Le bien-être au travail est au cœur des problématiques RH actuelles. En théorie, les chefs d’entreprises en ont conscience : des salariés qui se sentent bien au travail sont plus heureux, donc plus productifs et plus engagés. Mais dans la pratique, il peut être difficile de mettre ce sujet sur la table.

Tout comme le recrutement, la formation ou encore la marque employeur, le bien-être au travail dispose de KPI spécifiques. Voici les 6 indicateurs de bien-être au travail les plus pertinents.

L’eNPS (Employee Net Promoter Score)

 

L’eNPS est un indicateur quantitatif, correspondant à la moyenne des réponses, sur une échelle de 1 à 10, à la question suivante :

“ Recommanderiez-vous votre entreprise comme une entreprise où il fait bon travailler ? ”

L’eNPS s’intéresse au climat social, un aspect essentiel du bien-être au travail. Il s’agit d’un indicateur plutôt simple à recueillir. Il peut faire l’objet d’un questionnaire anonyme auprès de vos employés.

 

L’ancienneté moyenne

Le calcul de l’ancienneté moyenne est directement lié à la fidélisation des salariés. Augmenter ce taux revient à bénéficier d’un meilleur retour sur investissement à l’embauche. Cet indicateur peut également être pertinent si vous cherchez à calculer l’impact de la formation d’un collaborateur sur sa fidélité envers votre entreprise. 

Le taux de turnover

Des départs nombreux et répétitifs sont rarement bon signe dans une entreprise. Parmi les indicateurs de bien-être au travail, le calcul du taux de turnover permet de prendre la mesure de ces départs et arrivées, et de mettre en lumière une éventuelle dégradation du climat social.

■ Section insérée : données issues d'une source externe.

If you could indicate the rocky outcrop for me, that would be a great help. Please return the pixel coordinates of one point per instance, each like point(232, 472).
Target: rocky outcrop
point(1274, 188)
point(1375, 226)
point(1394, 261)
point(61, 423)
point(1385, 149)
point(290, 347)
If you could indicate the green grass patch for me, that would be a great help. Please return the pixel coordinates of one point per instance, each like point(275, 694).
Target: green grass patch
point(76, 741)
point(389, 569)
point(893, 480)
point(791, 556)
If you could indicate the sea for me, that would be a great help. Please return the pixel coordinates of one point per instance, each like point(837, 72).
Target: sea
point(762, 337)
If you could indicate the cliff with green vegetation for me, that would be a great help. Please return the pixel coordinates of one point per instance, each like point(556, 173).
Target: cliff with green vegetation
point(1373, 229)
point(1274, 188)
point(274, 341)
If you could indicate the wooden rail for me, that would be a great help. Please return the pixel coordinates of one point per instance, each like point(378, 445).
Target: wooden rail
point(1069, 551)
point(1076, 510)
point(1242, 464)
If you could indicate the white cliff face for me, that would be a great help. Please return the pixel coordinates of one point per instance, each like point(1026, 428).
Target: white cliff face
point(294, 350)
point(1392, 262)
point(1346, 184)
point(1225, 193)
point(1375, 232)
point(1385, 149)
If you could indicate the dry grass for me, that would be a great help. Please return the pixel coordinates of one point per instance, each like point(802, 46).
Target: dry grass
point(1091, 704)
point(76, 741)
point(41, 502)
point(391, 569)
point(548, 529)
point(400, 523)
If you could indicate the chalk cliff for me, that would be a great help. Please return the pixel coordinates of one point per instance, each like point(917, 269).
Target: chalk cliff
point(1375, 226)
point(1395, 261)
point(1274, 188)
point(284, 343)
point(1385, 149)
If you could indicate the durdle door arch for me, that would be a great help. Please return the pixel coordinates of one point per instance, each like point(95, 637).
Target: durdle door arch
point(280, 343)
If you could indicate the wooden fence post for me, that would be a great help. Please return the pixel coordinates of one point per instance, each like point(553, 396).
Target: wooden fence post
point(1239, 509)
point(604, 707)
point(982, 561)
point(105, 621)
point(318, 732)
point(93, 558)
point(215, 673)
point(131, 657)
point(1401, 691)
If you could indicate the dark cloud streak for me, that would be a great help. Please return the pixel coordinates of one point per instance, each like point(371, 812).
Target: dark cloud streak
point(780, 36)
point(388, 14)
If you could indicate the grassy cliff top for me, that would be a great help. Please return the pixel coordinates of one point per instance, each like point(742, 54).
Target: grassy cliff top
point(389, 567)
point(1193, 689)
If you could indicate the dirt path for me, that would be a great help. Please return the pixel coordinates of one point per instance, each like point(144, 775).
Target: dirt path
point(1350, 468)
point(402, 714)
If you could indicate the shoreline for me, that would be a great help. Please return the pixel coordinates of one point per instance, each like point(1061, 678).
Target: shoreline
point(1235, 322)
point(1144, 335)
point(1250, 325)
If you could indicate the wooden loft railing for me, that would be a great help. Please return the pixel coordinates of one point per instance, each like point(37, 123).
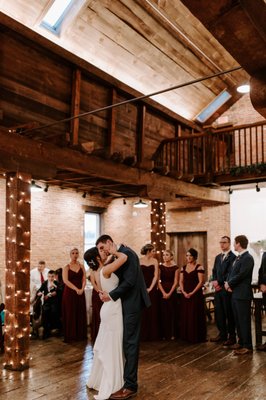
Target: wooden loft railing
point(214, 153)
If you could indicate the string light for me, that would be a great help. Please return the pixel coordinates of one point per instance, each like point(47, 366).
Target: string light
point(17, 299)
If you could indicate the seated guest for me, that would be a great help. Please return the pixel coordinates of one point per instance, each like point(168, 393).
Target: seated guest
point(50, 308)
point(262, 285)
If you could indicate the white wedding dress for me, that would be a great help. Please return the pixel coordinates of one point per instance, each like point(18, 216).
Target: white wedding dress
point(108, 361)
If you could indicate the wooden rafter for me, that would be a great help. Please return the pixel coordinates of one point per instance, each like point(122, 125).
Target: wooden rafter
point(157, 186)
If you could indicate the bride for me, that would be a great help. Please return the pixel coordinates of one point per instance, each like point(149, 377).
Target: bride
point(108, 362)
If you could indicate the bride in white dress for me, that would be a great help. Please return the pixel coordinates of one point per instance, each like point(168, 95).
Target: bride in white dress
point(108, 362)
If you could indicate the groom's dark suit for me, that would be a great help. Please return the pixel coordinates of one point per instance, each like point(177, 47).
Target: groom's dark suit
point(134, 296)
point(239, 280)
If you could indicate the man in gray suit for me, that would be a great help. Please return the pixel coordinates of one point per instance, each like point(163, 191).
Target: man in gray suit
point(239, 282)
point(134, 296)
point(262, 285)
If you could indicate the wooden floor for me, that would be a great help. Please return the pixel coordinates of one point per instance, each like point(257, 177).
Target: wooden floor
point(167, 370)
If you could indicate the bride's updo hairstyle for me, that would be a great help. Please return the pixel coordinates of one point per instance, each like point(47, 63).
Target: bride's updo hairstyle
point(145, 249)
point(91, 257)
point(193, 253)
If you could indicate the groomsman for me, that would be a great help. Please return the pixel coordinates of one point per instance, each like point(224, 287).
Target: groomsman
point(239, 283)
point(224, 316)
point(262, 285)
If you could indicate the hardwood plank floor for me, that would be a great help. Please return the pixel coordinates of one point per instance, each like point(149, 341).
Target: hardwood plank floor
point(167, 370)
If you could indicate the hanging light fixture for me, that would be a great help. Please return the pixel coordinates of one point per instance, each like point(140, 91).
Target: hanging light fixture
point(140, 204)
point(35, 188)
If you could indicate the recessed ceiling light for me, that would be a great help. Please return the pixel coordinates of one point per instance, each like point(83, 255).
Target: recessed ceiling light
point(243, 88)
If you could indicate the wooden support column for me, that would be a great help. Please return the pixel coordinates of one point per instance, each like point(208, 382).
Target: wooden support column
point(17, 302)
point(75, 106)
point(158, 227)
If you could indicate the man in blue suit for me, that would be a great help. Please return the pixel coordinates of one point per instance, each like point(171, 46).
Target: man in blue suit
point(239, 282)
point(224, 316)
point(134, 296)
point(262, 285)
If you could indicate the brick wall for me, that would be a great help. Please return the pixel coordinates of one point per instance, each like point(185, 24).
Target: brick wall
point(215, 221)
point(58, 222)
point(57, 225)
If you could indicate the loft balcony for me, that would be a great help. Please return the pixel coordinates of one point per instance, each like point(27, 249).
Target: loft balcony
point(226, 156)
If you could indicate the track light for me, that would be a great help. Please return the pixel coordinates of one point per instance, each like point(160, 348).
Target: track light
point(35, 188)
point(140, 204)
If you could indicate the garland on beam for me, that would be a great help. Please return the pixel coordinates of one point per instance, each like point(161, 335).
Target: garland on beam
point(249, 169)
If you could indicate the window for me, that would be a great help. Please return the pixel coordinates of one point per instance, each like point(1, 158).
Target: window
point(213, 106)
point(56, 14)
point(91, 229)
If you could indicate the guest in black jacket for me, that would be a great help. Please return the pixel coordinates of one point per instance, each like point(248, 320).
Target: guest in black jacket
point(262, 285)
point(50, 308)
point(224, 316)
point(239, 283)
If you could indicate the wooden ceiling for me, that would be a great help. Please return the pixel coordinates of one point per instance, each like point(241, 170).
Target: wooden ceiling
point(148, 44)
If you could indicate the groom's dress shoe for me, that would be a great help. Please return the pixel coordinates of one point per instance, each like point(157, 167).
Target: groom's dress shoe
point(123, 394)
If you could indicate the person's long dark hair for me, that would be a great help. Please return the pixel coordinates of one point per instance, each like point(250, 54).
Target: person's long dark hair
point(91, 257)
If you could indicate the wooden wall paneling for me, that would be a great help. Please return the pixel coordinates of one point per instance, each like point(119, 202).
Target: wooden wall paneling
point(39, 93)
point(126, 126)
point(75, 106)
point(66, 159)
point(156, 129)
point(17, 301)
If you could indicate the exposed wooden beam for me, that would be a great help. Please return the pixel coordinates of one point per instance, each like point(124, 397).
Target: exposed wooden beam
point(158, 187)
point(140, 134)
point(75, 106)
point(238, 25)
point(112, 124)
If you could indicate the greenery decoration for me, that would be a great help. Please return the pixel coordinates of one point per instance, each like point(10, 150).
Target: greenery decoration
point(248, 169)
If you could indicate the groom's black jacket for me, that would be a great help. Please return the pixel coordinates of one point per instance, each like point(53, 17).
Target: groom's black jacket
point(132, 288)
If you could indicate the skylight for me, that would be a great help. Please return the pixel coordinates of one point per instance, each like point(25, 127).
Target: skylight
point(213, 106)
point(55, 15)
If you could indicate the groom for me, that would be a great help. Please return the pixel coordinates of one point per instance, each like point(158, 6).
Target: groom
point(134, 296)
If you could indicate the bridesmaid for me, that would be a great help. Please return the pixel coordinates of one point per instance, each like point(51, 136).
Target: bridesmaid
point(168, 281)
point(74, 317)
point(192, 307)
point(150, 269)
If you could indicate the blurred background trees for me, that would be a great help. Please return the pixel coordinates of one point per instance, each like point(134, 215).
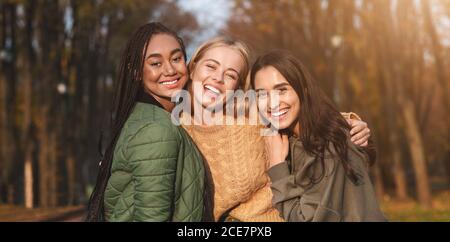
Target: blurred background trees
point(387, 60)
point(384, 59)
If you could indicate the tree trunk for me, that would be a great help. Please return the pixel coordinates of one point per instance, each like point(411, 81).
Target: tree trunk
point(378, 180)
point(401, 189)
point(416, 148)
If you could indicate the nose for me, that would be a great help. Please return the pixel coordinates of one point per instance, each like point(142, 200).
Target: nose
point(217, 77)
point(169, 70)
point(274, 101)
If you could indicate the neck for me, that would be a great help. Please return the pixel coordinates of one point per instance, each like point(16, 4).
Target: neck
point(168, 105)
point(295, 129)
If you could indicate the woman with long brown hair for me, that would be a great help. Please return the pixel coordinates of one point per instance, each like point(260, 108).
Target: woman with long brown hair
point(317, 173)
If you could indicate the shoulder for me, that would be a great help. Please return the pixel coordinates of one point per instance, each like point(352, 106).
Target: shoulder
point(150, 123)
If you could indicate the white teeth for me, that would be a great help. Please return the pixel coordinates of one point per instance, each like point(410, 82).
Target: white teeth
point(212, 89)
point(170, 83)
point(278, 114)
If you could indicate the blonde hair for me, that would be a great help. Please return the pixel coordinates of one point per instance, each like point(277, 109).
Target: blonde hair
point(241, 47)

Le taux de turnover se calcule de la manière suivante :

On additionne le nombre d’arrivées au cours de l’année au nombre de départs au cours de cette même année, puis l’on divise ce résultat par 2. Ensuite, le nombre obtenu est divisé par l’effectif total de l’entreprise au 1er janvier de l’année de référence, soit :

  • [(Nombre de départs au cours de l’année N + Nombre d’arrivées au cours de l’année N)/2] / Effectif au 1er janvier de l’année N

En plus du taux de turnover global dans l’entreprise, il peut être intéressant de vous intéresser au taux de turnover par service, afin de préciser la portée de vos futures actions pour réduire ce taux.

 

Le taux de rétention à un an

C’est un indicateur plus orienté sur l’immédiateté. Il vise à répondre à la question suivante : les nouvelles recrues restent-elles dans votre entreprise ?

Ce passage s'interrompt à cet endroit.